Kimberley Carter of the British Association of Dermatologists explained that hydrating the skin is really important.
"Everybody should try to regularly use moisturisers and lip salves to prevent their skin becoming dry, as they can help to reduce the effects caused by the harsh winter weather conditions. All skin types benefit from a moisturiser, particularly skin that is regularly exposed to the elements," she noted.
Some skin conditions can flare up when they're dry, particularly eczema, "so if you suffer with a dry skin condition make an extra effort to slap on plenty of moisturiser or emollient, especially after a shower or bath", Ms Carter advised.
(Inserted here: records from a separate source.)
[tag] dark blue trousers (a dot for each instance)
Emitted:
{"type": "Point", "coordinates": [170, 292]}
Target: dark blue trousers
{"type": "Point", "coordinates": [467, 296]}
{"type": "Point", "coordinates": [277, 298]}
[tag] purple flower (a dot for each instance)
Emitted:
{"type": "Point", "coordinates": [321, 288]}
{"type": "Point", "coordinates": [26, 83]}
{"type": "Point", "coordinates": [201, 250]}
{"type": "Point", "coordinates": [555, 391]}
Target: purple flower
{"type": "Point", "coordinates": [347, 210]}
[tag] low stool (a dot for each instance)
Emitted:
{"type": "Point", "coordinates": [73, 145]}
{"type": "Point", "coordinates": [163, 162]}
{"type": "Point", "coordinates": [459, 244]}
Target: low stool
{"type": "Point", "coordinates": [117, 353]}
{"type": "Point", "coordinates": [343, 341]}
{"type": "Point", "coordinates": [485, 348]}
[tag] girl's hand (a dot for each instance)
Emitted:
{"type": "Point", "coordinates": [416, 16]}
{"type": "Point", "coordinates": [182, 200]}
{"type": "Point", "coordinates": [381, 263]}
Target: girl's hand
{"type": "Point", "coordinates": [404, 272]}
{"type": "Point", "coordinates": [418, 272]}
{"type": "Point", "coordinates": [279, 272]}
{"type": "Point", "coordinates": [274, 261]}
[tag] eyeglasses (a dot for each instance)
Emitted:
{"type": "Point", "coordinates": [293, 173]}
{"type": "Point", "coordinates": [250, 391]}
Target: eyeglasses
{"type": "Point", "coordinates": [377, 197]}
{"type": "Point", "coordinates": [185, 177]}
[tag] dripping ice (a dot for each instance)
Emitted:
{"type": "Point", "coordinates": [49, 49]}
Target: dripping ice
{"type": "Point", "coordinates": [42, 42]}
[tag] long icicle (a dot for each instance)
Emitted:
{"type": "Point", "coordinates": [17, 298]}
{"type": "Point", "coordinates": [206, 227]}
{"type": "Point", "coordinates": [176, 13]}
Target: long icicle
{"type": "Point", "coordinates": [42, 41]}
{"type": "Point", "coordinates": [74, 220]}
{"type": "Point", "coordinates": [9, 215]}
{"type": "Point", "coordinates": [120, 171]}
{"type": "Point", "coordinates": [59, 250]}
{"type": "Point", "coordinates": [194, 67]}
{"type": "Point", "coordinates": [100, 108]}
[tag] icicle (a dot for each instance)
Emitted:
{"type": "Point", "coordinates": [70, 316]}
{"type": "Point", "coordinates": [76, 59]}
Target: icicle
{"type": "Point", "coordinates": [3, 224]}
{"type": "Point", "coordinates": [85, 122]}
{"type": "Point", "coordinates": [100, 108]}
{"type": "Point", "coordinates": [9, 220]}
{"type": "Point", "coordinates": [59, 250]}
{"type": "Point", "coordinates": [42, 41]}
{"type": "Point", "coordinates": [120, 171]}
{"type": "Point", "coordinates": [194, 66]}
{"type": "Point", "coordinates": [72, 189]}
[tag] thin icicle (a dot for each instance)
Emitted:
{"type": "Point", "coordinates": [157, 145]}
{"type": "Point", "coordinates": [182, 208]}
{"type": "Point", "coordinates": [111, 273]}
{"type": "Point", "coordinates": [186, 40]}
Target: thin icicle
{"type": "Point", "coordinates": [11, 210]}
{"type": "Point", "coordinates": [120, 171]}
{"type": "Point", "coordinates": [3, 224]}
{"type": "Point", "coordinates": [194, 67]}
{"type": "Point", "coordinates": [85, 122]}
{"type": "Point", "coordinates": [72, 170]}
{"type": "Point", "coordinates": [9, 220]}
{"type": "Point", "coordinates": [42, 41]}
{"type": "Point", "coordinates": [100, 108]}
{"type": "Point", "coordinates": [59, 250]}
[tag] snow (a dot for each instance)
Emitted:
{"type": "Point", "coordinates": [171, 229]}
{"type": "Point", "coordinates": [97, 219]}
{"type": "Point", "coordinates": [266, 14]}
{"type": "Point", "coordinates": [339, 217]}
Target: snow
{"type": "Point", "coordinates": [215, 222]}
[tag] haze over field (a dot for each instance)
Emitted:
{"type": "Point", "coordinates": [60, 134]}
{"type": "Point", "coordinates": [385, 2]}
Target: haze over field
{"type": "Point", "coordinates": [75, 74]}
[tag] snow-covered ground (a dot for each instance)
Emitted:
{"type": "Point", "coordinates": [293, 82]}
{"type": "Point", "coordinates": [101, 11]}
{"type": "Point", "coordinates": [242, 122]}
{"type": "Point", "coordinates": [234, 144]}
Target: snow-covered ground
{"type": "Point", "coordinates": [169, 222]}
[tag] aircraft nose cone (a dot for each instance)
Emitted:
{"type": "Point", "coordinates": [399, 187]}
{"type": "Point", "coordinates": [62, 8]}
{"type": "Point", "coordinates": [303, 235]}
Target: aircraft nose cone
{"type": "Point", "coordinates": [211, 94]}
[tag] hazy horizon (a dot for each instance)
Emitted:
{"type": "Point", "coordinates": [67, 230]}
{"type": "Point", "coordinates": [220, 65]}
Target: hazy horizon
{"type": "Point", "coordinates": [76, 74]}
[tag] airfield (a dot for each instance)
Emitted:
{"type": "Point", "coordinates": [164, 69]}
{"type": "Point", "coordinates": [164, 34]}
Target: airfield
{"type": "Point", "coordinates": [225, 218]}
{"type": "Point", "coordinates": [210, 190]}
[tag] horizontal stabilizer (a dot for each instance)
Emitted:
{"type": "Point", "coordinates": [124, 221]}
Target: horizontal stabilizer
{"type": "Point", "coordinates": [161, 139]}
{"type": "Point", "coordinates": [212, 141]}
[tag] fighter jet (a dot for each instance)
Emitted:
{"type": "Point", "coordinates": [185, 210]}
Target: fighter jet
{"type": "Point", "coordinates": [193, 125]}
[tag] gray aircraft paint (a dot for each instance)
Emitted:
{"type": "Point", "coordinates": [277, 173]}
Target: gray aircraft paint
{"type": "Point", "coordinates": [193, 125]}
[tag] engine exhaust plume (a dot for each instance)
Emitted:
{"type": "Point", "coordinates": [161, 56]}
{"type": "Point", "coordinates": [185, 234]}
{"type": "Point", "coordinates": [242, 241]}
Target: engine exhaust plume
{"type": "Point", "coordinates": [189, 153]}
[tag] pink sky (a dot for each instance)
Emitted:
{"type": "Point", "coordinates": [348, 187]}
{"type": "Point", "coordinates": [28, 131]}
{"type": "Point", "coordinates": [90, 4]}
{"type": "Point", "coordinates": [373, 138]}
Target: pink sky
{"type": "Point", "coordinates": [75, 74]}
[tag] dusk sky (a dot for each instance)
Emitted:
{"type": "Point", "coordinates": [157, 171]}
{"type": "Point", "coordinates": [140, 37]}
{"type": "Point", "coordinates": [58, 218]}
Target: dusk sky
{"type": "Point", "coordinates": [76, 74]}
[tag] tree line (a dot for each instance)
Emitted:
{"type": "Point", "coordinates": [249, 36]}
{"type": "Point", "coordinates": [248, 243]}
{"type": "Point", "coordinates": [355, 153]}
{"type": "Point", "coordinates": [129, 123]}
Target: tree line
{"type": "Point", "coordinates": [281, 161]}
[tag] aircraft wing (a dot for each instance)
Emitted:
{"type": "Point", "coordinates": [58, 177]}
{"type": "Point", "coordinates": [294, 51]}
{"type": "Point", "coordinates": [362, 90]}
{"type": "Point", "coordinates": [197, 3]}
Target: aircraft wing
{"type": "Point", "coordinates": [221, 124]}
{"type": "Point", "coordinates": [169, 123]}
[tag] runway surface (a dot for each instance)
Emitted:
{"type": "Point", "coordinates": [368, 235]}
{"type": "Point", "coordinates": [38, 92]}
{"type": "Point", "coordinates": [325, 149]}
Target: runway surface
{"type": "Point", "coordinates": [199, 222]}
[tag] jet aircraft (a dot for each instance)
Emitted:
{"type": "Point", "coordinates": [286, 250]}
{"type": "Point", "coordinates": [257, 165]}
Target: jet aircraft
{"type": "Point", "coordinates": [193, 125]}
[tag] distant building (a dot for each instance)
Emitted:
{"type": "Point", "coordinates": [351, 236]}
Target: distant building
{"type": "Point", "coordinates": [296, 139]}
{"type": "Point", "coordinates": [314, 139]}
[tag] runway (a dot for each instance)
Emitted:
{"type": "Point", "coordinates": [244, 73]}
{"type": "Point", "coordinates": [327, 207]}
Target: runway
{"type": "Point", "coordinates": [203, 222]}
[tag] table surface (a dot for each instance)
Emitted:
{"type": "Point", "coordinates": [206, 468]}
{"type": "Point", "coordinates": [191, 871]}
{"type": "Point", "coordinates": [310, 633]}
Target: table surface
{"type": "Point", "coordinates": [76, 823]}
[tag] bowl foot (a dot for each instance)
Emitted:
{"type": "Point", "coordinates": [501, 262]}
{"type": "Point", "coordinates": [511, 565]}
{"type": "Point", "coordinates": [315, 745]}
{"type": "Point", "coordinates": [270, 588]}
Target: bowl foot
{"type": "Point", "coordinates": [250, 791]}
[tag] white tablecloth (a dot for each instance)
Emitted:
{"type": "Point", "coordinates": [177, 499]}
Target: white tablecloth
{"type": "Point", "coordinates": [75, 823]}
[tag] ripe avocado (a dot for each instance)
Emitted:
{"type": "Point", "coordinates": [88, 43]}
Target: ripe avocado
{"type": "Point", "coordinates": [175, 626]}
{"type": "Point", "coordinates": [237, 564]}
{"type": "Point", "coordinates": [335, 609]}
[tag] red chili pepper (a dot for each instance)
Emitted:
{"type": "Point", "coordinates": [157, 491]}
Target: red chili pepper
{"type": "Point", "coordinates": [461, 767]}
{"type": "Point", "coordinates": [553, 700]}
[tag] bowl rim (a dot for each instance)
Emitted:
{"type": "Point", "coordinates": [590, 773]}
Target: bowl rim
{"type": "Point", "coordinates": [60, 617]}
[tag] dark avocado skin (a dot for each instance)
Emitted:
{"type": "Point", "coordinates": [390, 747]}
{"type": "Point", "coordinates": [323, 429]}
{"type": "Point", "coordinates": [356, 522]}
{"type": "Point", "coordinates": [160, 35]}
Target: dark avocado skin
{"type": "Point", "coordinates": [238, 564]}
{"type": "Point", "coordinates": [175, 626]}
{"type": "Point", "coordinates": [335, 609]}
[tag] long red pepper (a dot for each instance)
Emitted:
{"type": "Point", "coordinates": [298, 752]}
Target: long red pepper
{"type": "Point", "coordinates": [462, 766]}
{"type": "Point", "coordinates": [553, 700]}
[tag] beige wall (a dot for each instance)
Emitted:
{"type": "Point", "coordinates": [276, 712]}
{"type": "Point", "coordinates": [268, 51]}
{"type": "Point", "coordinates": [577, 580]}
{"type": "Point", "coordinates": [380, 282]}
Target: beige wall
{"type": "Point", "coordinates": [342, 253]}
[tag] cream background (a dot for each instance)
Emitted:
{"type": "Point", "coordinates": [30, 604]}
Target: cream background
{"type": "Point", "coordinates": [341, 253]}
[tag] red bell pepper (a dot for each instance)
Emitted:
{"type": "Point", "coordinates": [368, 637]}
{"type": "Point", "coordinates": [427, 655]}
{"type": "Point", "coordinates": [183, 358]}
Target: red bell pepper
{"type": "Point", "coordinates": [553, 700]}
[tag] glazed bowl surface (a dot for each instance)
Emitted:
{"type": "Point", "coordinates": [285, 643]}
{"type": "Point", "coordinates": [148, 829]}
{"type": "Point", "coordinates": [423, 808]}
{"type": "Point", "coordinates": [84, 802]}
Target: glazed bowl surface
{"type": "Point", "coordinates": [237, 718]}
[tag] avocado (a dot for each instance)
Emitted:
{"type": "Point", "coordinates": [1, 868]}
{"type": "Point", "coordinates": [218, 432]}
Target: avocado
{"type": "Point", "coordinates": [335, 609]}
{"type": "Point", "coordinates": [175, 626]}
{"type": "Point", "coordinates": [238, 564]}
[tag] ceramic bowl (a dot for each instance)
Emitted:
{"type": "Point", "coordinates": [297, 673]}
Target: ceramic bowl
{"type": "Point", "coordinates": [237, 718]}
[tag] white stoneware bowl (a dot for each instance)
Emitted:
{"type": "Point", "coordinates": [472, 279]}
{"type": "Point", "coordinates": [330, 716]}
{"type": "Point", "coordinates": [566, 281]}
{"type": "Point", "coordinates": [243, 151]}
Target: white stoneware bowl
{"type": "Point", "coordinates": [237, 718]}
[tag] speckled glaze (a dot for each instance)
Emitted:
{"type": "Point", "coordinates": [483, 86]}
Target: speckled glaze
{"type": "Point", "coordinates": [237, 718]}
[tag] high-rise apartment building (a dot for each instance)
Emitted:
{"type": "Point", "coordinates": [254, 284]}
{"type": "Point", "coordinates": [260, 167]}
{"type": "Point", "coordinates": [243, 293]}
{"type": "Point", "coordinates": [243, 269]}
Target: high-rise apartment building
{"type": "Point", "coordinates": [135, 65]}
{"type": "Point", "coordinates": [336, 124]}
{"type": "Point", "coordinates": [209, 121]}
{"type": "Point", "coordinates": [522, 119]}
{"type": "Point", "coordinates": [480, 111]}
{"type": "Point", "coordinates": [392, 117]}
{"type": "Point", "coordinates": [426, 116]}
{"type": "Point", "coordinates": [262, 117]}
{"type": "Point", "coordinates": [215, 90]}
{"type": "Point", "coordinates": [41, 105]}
Meanwhile, individuals might be tempted to top up their tan to escape the pale look this winter, but they are encouraged to steer clear of sunbeds, particularly if they are young.
Research from the International Agency for Research on Cancer found that first exposure to sunbeds before the age of 35 can increase the risk of melanoma by 75 per cent, so Ms Carter believes it is better to use other tanning products that do not carry such dangers.
"There are no potential health benefits [to using sunbeds] that cannot be more safely and effectively obtained through other means, and any health benefits are debatable," she stated.
The government recently brought in legislation to ban under-18s from using tanning machines in England, which Ms Carter called "a step in the right direction in the fight against skin cancer".
Sticking to the fake tan bottle, or even deciding to embrace the pale skin look made popular by Mad Men's Christina Hendricks and actress Kirsten Dunst, could help repair damage to the skin this winter.